Kollarını dirseklerine kadar sıvamış. Ona bakıp yaşlı gözlerle gülümsedim ve yatakta daha da dikleştim.
"Şu anda rüya görüyorum değil mi?" dedim fısıltıyla. Bana gülümsedi ve yatağımın kenarına oturdu. Yeşile dönmüş ela gözlerini gözlerime dikti. "Beni hayal ettiğini mi düşünüyorsun?" dedi. İlk karşılaştığımız zamanki gibi. Omuzlarımı silktim.
"Her şeyi hayal ettiğimi düşünüyorum." Derin bir nefes aldım ve bir yaşın daha yanağımdan süzülmesine izin verdim. Gözleri ile yanağımdan akan yaşı takip etti ve kaşları çatıldı. Ona baktım, dokunmak istedim ama kaybolmasından korktum. Sanki dokunsam buharlaşacak gibi...

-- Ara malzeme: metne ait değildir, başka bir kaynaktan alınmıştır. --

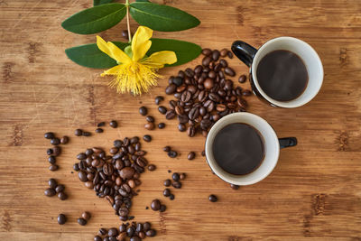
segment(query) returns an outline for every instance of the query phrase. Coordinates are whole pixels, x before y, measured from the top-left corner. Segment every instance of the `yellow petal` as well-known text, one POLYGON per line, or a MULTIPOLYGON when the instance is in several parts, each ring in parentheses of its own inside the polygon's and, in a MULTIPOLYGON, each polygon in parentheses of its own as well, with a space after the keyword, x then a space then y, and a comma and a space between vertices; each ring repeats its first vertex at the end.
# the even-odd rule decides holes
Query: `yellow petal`
POLYGON ((105 76, 105 75, 118 75, 119 70, 121 70, 121 65, 116 65, 106 71, 104 71, 100 76, 105 76))
POLYGON ((133 51, 133 60, 138 61, 144 57, 145 53, 151 48, 152 42, 149 41, 152 38, 153 30, 140 26, 135 32, 134 36, 132 39, 132 51, 133 51))
POLYGON ((163 68, 164 64, 172 64, 177 61, 177 55, 173 51, 157 51, 145 60, 147 65, 163 68))
POLYGON ((128 63, 131 59, 122 50, 111 42, 105 42, 100 36, 97 36, 97 46, 110 58, 121 63, 128 63))

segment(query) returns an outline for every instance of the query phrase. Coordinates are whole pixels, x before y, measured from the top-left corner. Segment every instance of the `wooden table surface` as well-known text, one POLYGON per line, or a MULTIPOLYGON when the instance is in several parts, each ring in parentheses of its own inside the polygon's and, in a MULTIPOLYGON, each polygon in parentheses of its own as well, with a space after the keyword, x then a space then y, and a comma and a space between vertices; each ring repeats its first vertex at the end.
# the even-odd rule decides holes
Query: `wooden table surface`
MULTIPOLYGON (((90 0, 0 1, 0 239, 92 240, 100 227, 120 221, 105 199, 97 199, 71 173, 77 153, 87 147, 108 149, 113 140, 151 134, 143 144, 156 171, 142 175, 139 196, 131 213, 137 221, 151 221, 158 229, 152 240, 360 240, 361 239, 361 2, 359 0, 154 1, 184 9, 201 20, 195 29, 155 32, 202 47, 229 48, 235 40, 259 47, 277 36, 306 41, 324 65, 324 84, 308 105, 273 108, 255 97, 249 112, 265 118, 279 136, 297 136, 296 147, 282 150, 273 172, 263 181, 238 190, 212 175, 203 150, 204 137, 189 138, 176 121, 163 130, 144 131, 138 114, 148 107, 156 122, 154 97, 163 95, 167 77, 195 66, 200 58, 178 68, 162 70, 159 86, 141 97, 118 95, 107 88, 101 70, 79 67, 64 50, 94 42, 95 34, 77 35, 60 27, 70 14, 91 5, 90 0), (116 119, 120 127, 106 127, 92 137, 75 137, 81 127, 94 131, 100 121, 116 119), (70 143, 58 158, 60 169, 48 170, 43 134, 68 134, 70 143), (162 148, 180 153, 171 160, 162 148), (196 151, 190 162, 188 152, 196 151), (176 199, 162 197, 168 170, 188 174, 176 199), (69 198, 47 198, 47 181, 65 184, 69 198), (211 203, 209 194, 219 200, 211 203), (160 214, 146 210, 153 199, 168 207, 160 214), (86 227, 76 223, 84 210, 93 218, 86 227), (69 222, 59 226, 65 213, 69 222)), ((107 40, 121 40, 122 22, 105 32, 107 40)), ((132 22, 132 29, 136 28, 132 22)), ((247 68, 236 58, 230 64, 238 74, 247 68)), ((236 79, 234 79, 236 80, 236 79)), ((248 83, 245 84, 248 86, 248 83)))

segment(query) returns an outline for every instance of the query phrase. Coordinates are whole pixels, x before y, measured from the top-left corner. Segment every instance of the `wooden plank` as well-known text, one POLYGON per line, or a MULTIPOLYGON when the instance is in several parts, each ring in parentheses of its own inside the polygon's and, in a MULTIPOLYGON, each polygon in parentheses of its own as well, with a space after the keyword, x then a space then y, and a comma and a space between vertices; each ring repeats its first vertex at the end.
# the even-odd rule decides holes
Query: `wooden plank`
MULTIPOLYGON (((255 185, 233 190, 209 171, 200 152, 204 137, 179 133, 175 121, 165 121, 153 99, 164 95, 167 78, 194 67, 200 58, 178 68, 162 70, 164 79, 150 93, 134 97, 107 88, 109 79, 98 70, 79 67, 64 49, 94 42, 95 34, 77 35, 61 29, 70 14, 91 1, 0 1, 0 238, 2 240, 91 240, 100 227, 120 221, 106 200, 87 190, 71 173, 75 156, 89 146, 110 148, 113 140, 149 133, 147 159, 157 165, 142 175, 141 192, 132 215, 151 221, 158 229, 153 240, 359 240, 361 238, 361 3, 353 1, 154 1, 184 9, 202 23, 180 32, 154 32, 203 47, 229 48, 240 39, 259 47, 273 37, 301 38, 319 52, 325 70, 324 85, 310 104, 295 109, 273 108, 248 98, 249 111, 265 118, 279 136, 297 136, 299 145, 282 150, 274 171, 255 185), (145 132, 138 114, 149 107, 163 130, 145 132), (116 119, 120 127, 106 127, 92 137, 75 137, 81 127, 116 119), (42 135, 68 134, 70 144, 59 158, 60 169, 47 170, 42 135), (162 152, 171 145, 180 153, 171 160, 162 152), (186 159, 197 152, 194 161, 186 159), (162 195, 168 170, 188 174, 173 201, 162 195), (47 198, 47 180, 66 186, 69 199, 47 198), (219 201, 210 203, 214 193, 219 201), (145 209, 153 199, 168 207, 159 214, 145 209), (86 227, 76 219, 88 210, 86 227), (69 221, 60 227, 60 212, 69 221)), ((121 40, 123 22, 101 35, 121 40)), ((132 29, 136 23, 132 22, 132 29)), ((238 74, 248 70, 236 58, 229 60, 238 74)), ((236 80, 235 79, 234 80, 236 80)), ((244 86, 247 87, 248 84, 244 86)), ((167 97, 167 100, 170 98, 167 97)), ((167 102, 164 102, 165 104, 167 102)))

"Buraya ait hissetmiyorum Sammy." dedim titrek bir sesle. Bakışlarını gözlerime çevirdi.
"Burası evim değil." dedim rüyamda. Yaşaran puslu gözlerle bana baktı. Sanki oda korkuyordu.
"Evin neresi sevgilim, Seni oraya götüreyim." O kadar nazikti ki, aynı hatırladığım gibi.
"Senin yanın." dedim. Gözlerimde biriken yaşların akmasına izin verdim. Güçlü parmaklarını uzatıp yanağımdan akan yaşları sildi. Titredim ve gözlerimi yumdum.
Uyanmaktan korktum. Alnını alnıma dayadı.
"Ah Kathy, beni terk ettin. Giderken kalbimi de götürdün. Beni karanlığa boğdun sevgilim. Beni acılar içinde bıraktın." Dudaklarımdan çıkan hıçkırığı engelleyemedim. O kadar mükemmel bir rüyaydı ki bu. "Sammy, bu rüyadan uyanmak istemiyorum. Seni tekrar kaybetmek istemiyorum." dedim fısıltıyla. Dudaklarıma değen dudaklarındaki tuzlu tadı algıladım. Onu hissettim ve tekrar doğdum sanki. Ona sıkıca sarıldım ve öpüşüne açlıkla karşılık verdim. Nefes almak için ayrıldığımızda kapalı gözlerimi korkaklıkla açtım.
"Beni bırakmadın. Geldin, benim için.." dedim. Islak gözleri ile gülümsedi ve yüzümü iri avuçlarının içine aldı.
"Yalnızca senin için aşkım."Tekrar ihtirasla öpüşmeye başladığımızda Tanrı'ya beni duyduğu için teşekkür ettim. Onu gömleğinin yakalarından tutup üzerime çektim. O ise verdiğim emre uydu ve üzerime uzanırken gömleğini başının üzerinden tek hamlede çıkardı. O andan itibaren yaptıklarımı hatırlamıyorum. Tek istediğim onu hissetmek.. Acıyla dolan kalbimi iyeleştirmek.. Tek istediğim bir vücut olarak bütünleşmek. Ona ihtiyacım var. O benim yaşam kaynağım, O benim nefes alma nedenim... Birlikte cennetin kucağına yükselirken haykırdım.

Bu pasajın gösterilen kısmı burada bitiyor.